Pero hay que dejar entrar a Cristo, hay que “darle posada”, principalmente en la familia. Esta segunda dimensión navideña es esencial: el ámbito familiar es básico para que el hombre pueda alcanzar la felicidad, es el clima donde se forjan las ilusiones, que no deben ser egoístas proyectos personales, sino caminos hacia la comunión. La Navidad es la fiesta de la familia y de la comunión por excelencia. Las familias necesitan de la navidad para unirse, para perdonarse, para redescubrirse y recomenzar. La navidad necesita de la familia: nada más triste que una navidad en soledad; es precisamente en estas fiestas cuando las personas solas sufren más acuciadamente. Por eso, la dimensión familiar se completa con la caridad: una obra de caridad nada despreciable es acompañar al que está solo; a su vez, la familia puede encontrar en el ejercicio de las obras de caridad el medio para trascenderse, curar sus heridas y proyectar su fecundidad a la entera sociedad. Empobrecer la Navidad es empobrecer la familia, debilitar la familia es debilitar el contenido de la celebración navideña y uno de sus frutos más valiosos.

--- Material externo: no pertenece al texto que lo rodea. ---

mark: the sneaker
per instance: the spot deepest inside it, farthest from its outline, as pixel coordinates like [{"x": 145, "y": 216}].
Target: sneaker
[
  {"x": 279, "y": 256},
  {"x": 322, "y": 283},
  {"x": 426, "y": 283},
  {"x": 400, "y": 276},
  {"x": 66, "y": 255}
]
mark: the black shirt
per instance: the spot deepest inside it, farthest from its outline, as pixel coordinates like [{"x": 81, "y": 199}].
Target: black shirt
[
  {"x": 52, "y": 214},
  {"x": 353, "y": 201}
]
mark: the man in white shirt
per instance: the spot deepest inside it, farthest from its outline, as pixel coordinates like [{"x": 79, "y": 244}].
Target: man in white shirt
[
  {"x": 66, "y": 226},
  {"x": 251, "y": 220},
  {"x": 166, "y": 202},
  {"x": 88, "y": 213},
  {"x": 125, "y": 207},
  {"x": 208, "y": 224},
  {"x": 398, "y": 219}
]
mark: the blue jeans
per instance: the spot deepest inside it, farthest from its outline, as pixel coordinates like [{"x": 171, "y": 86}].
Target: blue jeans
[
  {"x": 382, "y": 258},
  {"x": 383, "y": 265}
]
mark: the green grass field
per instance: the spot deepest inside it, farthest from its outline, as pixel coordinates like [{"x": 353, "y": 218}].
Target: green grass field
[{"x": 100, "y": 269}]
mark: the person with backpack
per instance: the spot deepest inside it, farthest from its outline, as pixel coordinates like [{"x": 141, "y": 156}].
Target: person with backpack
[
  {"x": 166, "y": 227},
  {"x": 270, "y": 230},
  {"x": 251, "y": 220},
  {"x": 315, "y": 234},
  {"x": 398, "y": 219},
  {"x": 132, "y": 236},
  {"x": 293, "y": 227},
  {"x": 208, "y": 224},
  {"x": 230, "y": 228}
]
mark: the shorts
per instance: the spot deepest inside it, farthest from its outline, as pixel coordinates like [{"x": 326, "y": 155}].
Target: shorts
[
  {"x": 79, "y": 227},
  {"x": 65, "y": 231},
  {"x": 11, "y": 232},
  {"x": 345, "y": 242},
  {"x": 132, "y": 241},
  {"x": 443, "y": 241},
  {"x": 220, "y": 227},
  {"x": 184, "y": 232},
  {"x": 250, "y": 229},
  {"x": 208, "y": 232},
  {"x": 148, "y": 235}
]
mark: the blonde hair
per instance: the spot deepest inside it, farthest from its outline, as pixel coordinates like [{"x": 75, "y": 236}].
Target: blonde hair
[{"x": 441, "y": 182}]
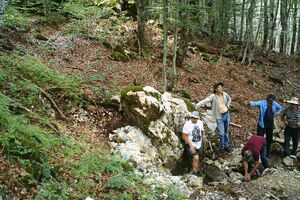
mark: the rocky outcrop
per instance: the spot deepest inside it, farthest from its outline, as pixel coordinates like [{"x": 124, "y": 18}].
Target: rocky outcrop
[{"x": 160, "y": 117}]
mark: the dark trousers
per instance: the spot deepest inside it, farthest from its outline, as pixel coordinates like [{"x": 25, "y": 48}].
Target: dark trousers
[
  {"x": 268, "y": 130},
  {"x": 288, "y": 134}
]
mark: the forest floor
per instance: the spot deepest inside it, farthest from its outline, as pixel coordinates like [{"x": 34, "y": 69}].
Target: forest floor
[{"x": 89, "y": 59}]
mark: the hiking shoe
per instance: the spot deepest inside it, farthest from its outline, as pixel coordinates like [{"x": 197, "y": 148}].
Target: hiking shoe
[{"x": 196, "y": 173}]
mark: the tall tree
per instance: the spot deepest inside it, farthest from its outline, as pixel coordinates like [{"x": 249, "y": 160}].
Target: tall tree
[
  {"x": 185, "y": 34},
  {"x": 234, "y": 20},
  {"x": 266, "y": 25},
  {"x": 211, "y": 22},
  {"x": 298, "y": 38},
  {"x": 176, "y": 13},
  {"x": 294, "y": 32},
  {"x": 283, "y": 22},
  {"x": 165, "y": 45},
  {"x": 2, "y": 8},
  {"x": 242, "y": 21},
  {"x": 141, "y": 19},
  {"x": 274, "y": 12},
  {"x": 249, "y": 31}
]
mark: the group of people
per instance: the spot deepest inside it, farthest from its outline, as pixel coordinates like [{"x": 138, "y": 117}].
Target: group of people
[{"x": 257, "y": 145}]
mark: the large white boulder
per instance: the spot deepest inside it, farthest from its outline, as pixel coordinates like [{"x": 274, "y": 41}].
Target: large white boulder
[{"x": 160, "y": 117}]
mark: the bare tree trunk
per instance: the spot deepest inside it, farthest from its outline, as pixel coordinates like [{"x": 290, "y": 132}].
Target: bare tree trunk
[
  {"x": 141, "y": 19},
  {"x": 175, "y": 43},
  {"x": 249, "y": 30},
  {"x": 283, "y": 21},
  {"x": 274, "y": 13},
  {"x": 242, "y": 21},
  {"x": 266, "y": 25},
  {"x": 298, "y": 39},
  {"x": 184, "y": 38},
  {"x": 2, "y": 9},
  {"x": 251, "y": 53},
  {"x": 211, "y": 20},
  {"x": 234, "y": 20},
  {"x": 294, "y": 27},
  {"x": 165, "y": 48}
]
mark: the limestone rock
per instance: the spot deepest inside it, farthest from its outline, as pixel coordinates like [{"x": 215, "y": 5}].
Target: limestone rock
[
  {"x": 194, "y": 181},
  {"x": 288, "y": 161},
  {"x": 235, "y": 177},
  {"x": 160, "y": 117},
  {"x": 213, "y": 173},
  {"x": 132, "y": 145}
]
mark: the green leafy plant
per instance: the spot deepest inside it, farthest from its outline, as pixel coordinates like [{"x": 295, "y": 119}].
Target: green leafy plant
[{"x": 16, "y": 19}]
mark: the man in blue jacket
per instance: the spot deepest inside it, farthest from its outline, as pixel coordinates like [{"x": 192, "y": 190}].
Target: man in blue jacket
[{"x": 268, "y": 109}]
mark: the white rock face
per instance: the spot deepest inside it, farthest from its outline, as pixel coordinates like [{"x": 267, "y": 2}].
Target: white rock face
[
  {"x": 160, "y": 117},
  {"x": 132, "y": 145}
]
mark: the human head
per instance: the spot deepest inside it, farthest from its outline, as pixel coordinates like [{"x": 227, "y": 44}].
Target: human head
[
  {"x": 247, "y": 155},
  {"x": 194, "y": 116},
  {"x": 270, "y": 99},
  {"x": 294, "y": 103},
  {"x": 218, "y": 87}
]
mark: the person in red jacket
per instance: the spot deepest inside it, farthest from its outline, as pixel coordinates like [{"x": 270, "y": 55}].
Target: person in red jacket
[{"x": 254, "y": 147}]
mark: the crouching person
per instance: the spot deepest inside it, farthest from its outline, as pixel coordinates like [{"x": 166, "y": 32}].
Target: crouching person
[
  {"x": 254, "y": 147},
  {"x": 192, "y": 135}
]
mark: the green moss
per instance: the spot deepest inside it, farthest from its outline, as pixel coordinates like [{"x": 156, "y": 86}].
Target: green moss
[
  {"x": 154, "y": 94},
  {"x": 133, "y": 88},
  {"x": 185, "y": 93},
  {"x": 119, "y": 48},
  {"x": 117, "y": 56},
  {"x": 190, "y": 106}
]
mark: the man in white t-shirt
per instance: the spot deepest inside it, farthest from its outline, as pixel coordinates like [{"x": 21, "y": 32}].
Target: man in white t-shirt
[{"x": 192, "y": 135}]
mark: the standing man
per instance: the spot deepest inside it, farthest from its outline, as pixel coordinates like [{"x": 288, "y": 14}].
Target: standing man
[
  {"x": 267, "y": 110},
  {"x": 192, "y": 135},
  {"x": 220, "y": 103},
  {"x": 254, "y": 147},
  {"x": 291, "y": 117}
]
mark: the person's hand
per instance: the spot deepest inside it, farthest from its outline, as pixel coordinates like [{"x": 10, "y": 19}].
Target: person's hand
[
  {"x": 192, "y": 148},
  {"x": 247, "y": 177}
]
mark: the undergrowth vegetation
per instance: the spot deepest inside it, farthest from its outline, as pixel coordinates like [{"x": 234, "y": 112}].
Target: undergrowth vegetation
[
  {"x": 52, "y": 164},
  {"x": 36, "y": 149},
  {"x": 58, "y": 167}
]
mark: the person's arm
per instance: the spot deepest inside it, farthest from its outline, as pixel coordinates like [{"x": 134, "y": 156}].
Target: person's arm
[
  {"x": 247, "y": 176},
  {"x": 283, "y": 117},
  {"x": 187, "y": 141},
  {"x": 256, "y": 165},
  {"x": 278, "y": 108},
  {"x": 205, "y": 101},
  {"x": 254, "y": 103},
  {"x": 228, "y": 100}
]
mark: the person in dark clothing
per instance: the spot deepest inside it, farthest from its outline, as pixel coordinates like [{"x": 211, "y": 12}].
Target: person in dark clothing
[
  {"x": 291, "y": 117},
  {"x": 268, "y": 109},
  {"x": 254, "y": 147}
]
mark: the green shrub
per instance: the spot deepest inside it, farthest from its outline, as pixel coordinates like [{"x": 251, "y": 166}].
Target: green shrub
[
  {"x": 118, "y": 183},
  {"x": 16, "y": 19},
  {"x": 22, "y": 74},
  {"x": 53, "y": 190}
]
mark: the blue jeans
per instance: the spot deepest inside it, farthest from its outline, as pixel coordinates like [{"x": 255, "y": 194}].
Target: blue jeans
[
  {"x": 223, "y": 129},
  {"x": 263, "y": 157}
]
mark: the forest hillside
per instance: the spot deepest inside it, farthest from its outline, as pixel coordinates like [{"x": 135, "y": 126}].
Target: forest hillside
[{"x": 68, "y": 68}]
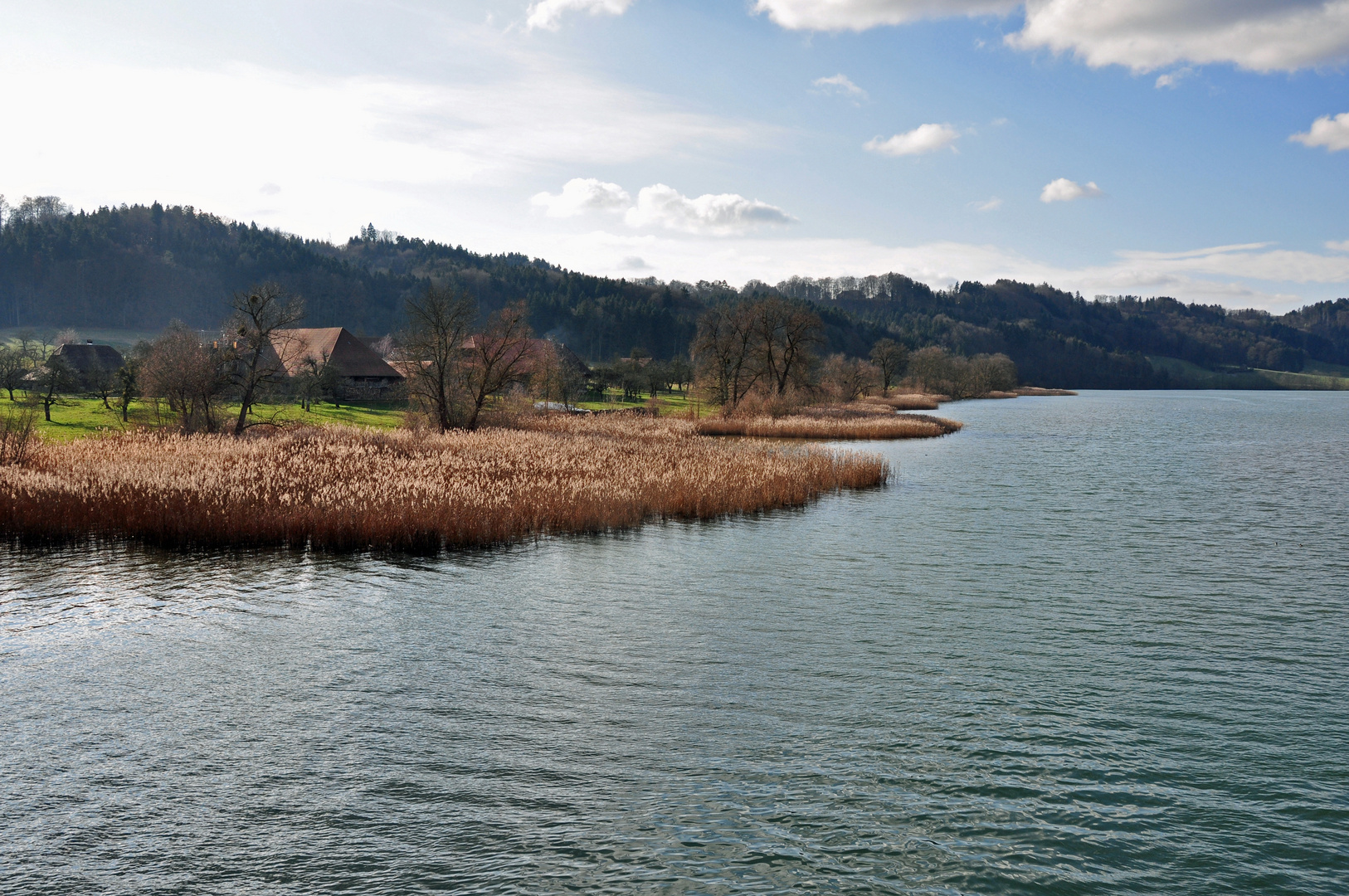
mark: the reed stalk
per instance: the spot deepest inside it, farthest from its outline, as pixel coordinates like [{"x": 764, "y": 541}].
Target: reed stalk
[
  {"x": 346, "y": 489},
  {"x": 831, "y": 428}
]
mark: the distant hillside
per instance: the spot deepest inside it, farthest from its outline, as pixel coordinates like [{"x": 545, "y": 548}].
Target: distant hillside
[{"x": 137, "y": 267}]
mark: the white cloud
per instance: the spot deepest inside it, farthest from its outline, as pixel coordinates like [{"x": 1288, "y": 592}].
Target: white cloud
[
  {"x": 1066, "y": 191},
  {"x": 429, "y": 158},
  {"x": 548, "y": 14},
  {"x": 840, "y": 84},
  {"x": 1254, "y": 261},
  {"x": 858, "y": 15},
  {"x": 1233, "y": 275},
  {"x": 1263, "y": 36},
  {"x": 583, "y": 195},
  {"x": 1172, "y": 79},
  {"x": 1144, "y": 36},
  {"x": 924, "y": 138},
  {"x": 1331, "y": 133},
  {"x": 660, "y": 206}
]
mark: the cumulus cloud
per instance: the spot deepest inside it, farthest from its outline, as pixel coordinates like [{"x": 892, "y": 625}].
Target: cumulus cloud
[
  {"x": 840, "y": 84},
  {"x": 1172, "y": 79},
  {"x": 583, "y": 195},
  {"x": 1251, "y": 275},
  {"x": 1144, "y": 36},
  {"x": 924, "y": 138},
  {"x": 1066, "y": 191},
  {"x": 858, "y": 15},
  {"x": 722, "y": 213},
  {"x": 1331, "y": 133},
  {"x": 548, "y": 14},
  {"x": 1263, "y": 36}
]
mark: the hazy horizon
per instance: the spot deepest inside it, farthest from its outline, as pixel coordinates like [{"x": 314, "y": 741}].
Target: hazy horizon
[{"x": 1112, "y": 149}]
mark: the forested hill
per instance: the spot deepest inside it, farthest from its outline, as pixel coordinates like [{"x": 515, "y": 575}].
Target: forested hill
[{"x": 137, "y": 267}]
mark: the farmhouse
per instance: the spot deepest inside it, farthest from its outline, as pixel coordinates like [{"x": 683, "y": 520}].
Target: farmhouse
[
  {"x": 88, "y": 361},
  {"x": 363, "y": 373}
]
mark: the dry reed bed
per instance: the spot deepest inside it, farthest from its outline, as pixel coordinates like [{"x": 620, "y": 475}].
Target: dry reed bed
[
  {"x": 905, "y": 402},
  {"x": 831, "y": 428},
  {"x": 1038, "y": 390},
  {"x": 353, "y": 489}
]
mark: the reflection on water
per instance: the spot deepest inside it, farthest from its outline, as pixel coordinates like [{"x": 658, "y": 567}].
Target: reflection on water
[{"x": 1088, "y": 645}]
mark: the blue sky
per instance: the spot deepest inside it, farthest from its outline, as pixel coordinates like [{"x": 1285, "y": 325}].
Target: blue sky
[{"x": 726, "y": 140}]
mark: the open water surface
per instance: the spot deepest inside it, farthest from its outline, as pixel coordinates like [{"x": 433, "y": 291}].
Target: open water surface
[{"x": 1086, "y": 645}]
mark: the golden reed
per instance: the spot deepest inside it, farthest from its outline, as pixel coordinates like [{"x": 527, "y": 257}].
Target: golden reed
[
  {"x": 353, "y": 489},
  {"x": 831, "y": 428}
]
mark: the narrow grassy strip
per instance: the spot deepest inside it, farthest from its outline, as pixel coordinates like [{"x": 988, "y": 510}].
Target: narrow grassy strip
[
  {"x": 904, "y": 402},
  {"x": 342, "y": 487},
  {"x": 831, "y": 428}
]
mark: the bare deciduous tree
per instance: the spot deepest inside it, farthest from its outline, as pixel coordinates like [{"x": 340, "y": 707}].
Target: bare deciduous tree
[
  {"x": 101, "y": 381},
  {"x": 439, "y": 325},
  {"x": 552, "y": 377},
  {"x": 14, "y": 368},
  {"x": 723, "y": 348},
  {"x": 252, "y": 332},
  {"x": 786, "y": 334},
  {"x": 187, "y": 374},
  {"x": 497, "y": 358},
  {"x": 890, "y": 359},
  {"x": 53, "y": 379}
]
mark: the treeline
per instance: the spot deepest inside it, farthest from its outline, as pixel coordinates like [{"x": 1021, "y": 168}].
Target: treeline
[{"x": 138, "y": 267}]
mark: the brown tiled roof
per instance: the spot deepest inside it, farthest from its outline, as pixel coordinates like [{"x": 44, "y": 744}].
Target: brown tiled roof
[
  {"x": 84, "y": 357},
  {"x": 349, "y": 355}
]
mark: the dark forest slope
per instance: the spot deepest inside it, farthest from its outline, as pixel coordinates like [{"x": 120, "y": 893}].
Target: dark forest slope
[{"x": 137, "y": 267}]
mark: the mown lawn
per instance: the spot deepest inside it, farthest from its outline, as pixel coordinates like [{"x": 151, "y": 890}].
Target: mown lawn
[
  {"x": 80, "y": 417},
  {"x": 77, "y": 417},
  {"x": 670, "y": 404}
]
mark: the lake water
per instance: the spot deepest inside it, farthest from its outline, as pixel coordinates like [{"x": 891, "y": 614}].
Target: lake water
[{"x": 1086, "y": 645}]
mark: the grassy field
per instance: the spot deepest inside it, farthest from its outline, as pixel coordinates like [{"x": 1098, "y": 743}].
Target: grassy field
[
  {"x": 1316, "y": 377},
  {"x": 678, "y": 404},
  {"x": 79, "y": 417},
  {"x": 119, "y": 339}
]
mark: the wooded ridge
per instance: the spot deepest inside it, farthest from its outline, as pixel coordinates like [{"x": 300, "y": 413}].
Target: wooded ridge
[{"x": 140, "y": 266}]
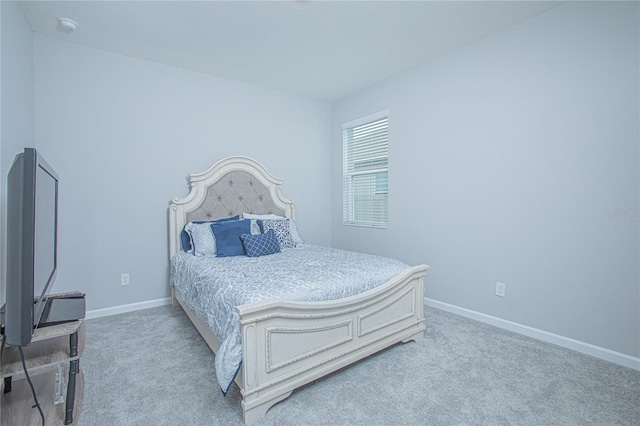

La tercera clave navideña –implícita en las dos precedentes- es la fe. En efecto, la fe permea toda auténtica celebración navideña; sin fe no se entiende que celebramos, si acaso el comerciante celebra que aumentó sus ventas, pero poco más. No sobra recordarlo, desgraciadamente en muchas celebraciones el gran ausente es el celebrado: Cristo. La Navidad es una fiesta de fe, nos recuerda que junto a la dimensión natural en la que vivimos inmersos, existe también otra dimensión sobrenatural, que no es menos real. Celebramos en consecuencia la realidad sobrenatural; es la fiesta del alma, y en el cuerpo redunda la alegría interior, más profunda, que viene del alma y su comunión con Dios. Por eso la Navidad es ocasión privilegiada para reconciliarse con Dios y comulgar. Una buena confesión y una sentida comunión son dos de las mejores formas de vivir y celebrar la Navidad.